There is no official wrong answer when taking a Rorschach test; its purpose is more to glean what your perceptions reveal about you as a human being. But in America, negative perceptions of Black men work like a trick question that police officers all too often get wrong—to devastating effect. It's a crucial yet under-covered piece of what happened between Derek Chauvin and George Floyd.

On Tuesday, Chauvin, a former Minneapolis police officer and white man, was convicted of the second and third degree murder and second degree manslaughter of George Floyd, a Black man choked to death by Chauvin's knee. But beyond Chauvin's disregard for Floyd's basic humanity, it seems to me that Chauvin defaulted to a pervasive negative image of Black men in his judgement of Floyd during the arrest which ultimately resulted in Floyd's murder.

We know that at least from the perspective of a former boss, Chauvin was uncomfortable around Black people. Chauvin worked at a Latin nightclub, the El Nuevo Rodeo club, providing off-duty security for over 17 years. Ironically, Floyd, too, worked at the club, though it's doubtful the men knew each other. But the former owner of the club recalled Chauvin resorting to "overkill" measures when it came to Black clientele.

"He would mace everyone instead of apprehending the people who were fighting," Maya Santamaria, former owner of El Nuevo Rodeo club, told reporters. "He would call backup.
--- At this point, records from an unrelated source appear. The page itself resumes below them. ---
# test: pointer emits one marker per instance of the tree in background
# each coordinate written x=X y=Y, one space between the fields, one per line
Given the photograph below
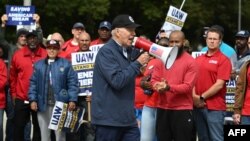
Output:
x=60 y=15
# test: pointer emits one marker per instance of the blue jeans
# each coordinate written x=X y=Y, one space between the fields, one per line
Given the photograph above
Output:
x=245 y=120
x=114 y=133
x=1 y=124
x=148 y=124
x=209 y=124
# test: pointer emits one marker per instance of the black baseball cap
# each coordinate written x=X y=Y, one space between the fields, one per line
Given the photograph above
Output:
x=53 y=43
x=242 y=33
x=105 y=24
x=31 y=33
x=78 y=25
x=21 y=31
x=124 y=21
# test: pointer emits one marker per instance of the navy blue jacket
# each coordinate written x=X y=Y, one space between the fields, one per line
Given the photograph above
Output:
x=114 y=87
x=64 y=82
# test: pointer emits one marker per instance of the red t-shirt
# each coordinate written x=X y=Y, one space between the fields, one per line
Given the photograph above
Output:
x=181 y=78
x=211 y=68
x=96 y=42
x=3 y=82
x=67 y=49
x=151 y=101
x=21 y=70
x=140 y=97
x=246 y=106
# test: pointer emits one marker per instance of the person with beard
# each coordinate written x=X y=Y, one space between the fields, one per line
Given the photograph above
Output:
x=210 y=89
x=174 y=86
x=21 y=69
x=81 y=135
x=104 y=33
x=114 y=76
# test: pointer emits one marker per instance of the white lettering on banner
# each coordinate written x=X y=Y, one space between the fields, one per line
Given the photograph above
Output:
x=95 y=48
x=178 y=14
x=231 y=83
x=19 y=19
x=56 y=115
x=88 y=74
x=84 y=57
x=20 y=9
x=84 y=82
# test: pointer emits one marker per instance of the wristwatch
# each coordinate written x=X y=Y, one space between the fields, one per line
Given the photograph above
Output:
x=202 y=98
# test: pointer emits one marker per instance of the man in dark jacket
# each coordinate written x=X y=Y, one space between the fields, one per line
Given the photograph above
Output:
x=114 y=84
x=53 y=80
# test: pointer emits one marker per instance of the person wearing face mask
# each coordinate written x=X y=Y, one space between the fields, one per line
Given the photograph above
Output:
x=114 y=84
x=174 y=120
x=21 y=69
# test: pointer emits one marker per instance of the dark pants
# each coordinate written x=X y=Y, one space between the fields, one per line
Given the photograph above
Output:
x=177 y=125
x=111 y=133
x=79 y=135
x=9 y=109
x=21 y=118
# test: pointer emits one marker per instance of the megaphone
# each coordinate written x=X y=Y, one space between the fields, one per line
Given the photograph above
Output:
x=166 y=54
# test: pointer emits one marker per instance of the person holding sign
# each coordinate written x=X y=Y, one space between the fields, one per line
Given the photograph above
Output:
x=242 y=97
x=113 y=94
x=3 y=82
x=210 y=89
x=72 y=45
x=21 y=68
x=53 y=80
x=81 y=135
x=174 y=120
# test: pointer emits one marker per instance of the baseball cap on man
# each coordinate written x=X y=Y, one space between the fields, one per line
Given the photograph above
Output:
x=78 y=25
x=242 y=33
x=21 y=31
x=31 y=33
x=218 y=27
x=53 y=43
x=124 y=21
x=105 y=24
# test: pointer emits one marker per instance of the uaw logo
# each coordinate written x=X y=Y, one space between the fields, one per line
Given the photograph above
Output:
x=131 y=19
x=156 y=51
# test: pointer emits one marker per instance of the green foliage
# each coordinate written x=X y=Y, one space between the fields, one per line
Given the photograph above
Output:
x=60 y=15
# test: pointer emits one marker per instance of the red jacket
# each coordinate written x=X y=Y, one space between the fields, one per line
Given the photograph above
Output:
x=3 y=82
x=21 y=70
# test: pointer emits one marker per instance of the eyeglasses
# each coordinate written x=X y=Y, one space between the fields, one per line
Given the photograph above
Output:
x=212 y=39
x=52 y=48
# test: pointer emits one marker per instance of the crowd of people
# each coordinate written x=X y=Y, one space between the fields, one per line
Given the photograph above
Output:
x=134 y=96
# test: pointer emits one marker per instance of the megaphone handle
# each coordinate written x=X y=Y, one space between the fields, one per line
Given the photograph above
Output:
x=138 y=55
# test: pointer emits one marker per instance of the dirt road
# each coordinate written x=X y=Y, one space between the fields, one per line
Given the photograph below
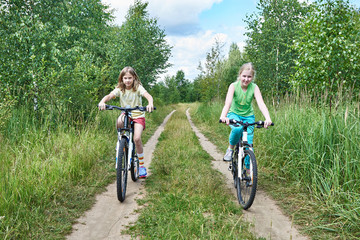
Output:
x=108 y=217
x=269 y=222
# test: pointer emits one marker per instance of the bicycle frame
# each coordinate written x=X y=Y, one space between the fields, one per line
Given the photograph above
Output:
x=127 y=132
x=242 y=145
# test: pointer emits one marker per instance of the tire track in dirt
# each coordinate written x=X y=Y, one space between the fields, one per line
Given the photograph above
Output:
x=108 y=217
x=268 y=220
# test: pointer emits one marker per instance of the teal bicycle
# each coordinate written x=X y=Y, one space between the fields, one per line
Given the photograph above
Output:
x=244 y=166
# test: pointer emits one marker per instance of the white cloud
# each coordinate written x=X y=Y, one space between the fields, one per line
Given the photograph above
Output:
x=180 y=19
x=178 y=12
x=189 y=50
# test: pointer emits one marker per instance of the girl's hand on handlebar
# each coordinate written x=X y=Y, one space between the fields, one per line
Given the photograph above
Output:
x=102 y=106
x=150 y=108
x=225 y=120
x=267 y=123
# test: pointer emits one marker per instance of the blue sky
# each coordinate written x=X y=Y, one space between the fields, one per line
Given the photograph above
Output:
x=192 y=27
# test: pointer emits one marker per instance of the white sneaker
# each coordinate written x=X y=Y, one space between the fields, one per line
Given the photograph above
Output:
x=228 y=155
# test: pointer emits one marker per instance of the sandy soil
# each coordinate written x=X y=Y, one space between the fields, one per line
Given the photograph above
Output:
x=108 y=217
x=268 y=220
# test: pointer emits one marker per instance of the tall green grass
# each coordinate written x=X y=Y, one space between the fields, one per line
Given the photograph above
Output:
x=311 y=155
x=51 y=169
x=187 y=198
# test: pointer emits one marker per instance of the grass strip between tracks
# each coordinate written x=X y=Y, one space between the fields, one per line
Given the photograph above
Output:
x=186 y=198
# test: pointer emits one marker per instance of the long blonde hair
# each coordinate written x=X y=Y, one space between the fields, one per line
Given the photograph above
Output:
x=136 y=82
x=247 y=67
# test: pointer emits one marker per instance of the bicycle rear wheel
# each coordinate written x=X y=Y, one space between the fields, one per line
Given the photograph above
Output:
x=121 y=170
x=134 y=168
x=246 y=187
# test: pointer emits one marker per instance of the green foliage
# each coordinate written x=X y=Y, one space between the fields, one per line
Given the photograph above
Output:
x=271 y=35
x=329 y=59
x=140 y=43
x=51 y=171
x=209 y=80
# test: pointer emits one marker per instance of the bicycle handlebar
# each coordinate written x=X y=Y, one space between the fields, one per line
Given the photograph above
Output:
x=111 y=107
x=259 y=124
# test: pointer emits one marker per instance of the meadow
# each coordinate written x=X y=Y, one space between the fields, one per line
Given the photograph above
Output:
x=52 y=169
x=309 y=162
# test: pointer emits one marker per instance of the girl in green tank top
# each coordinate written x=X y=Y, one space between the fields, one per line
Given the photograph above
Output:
x=238 y=106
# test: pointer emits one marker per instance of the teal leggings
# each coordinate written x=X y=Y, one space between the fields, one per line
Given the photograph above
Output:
x=236 y=132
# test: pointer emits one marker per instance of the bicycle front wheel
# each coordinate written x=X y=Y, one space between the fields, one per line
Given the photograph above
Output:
x=121 y=170
x=246 y=187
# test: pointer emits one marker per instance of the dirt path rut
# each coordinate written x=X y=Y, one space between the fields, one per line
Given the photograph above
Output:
x=268 y=220
x=109 y=217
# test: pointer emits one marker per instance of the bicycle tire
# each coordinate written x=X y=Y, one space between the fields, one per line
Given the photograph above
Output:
x=121 y=170
x=245 y=190
x=134 y=167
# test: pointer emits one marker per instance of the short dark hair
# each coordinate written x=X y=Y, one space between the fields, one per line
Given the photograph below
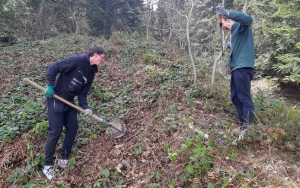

The next thing you would know, there would be five or six squad cars." As Santamaria explained to CNN, "I noticed that he got very anxious when there was urban night with a lot of African American people, as did many other officers. He was certainly not the only one."

For 17 years, Santamaria had the chance to observe Chauvin working as an off-duty police officer at her establishment, and that is what she surmised from his behavior: He viewed Black people, especially Black men, as a unique threat to be put down.

George Floyd
Shannon Haynes talks to her son Ronald Haynes, 9, about George Floyd in front of a memorial following the verdict in the Derek Chauvin trial on April 20, 2021 in Minneapolis, Minnesota. Nathan Howard/Getty Images

It helps explain why Chauvin felt the need to treat Floyd with so much aggressiveness. Though Floyd spent the majority of the encounter crying, pleading, doing his best to comply, responding immediately to the police, and generally just trying to stay alive, Chauvin treated him like he was an uncontrollable Black man. In other words, Floyd was for Chauvin a Rorschach test that he interpreted as a unique threat that had to be aggressively taken down.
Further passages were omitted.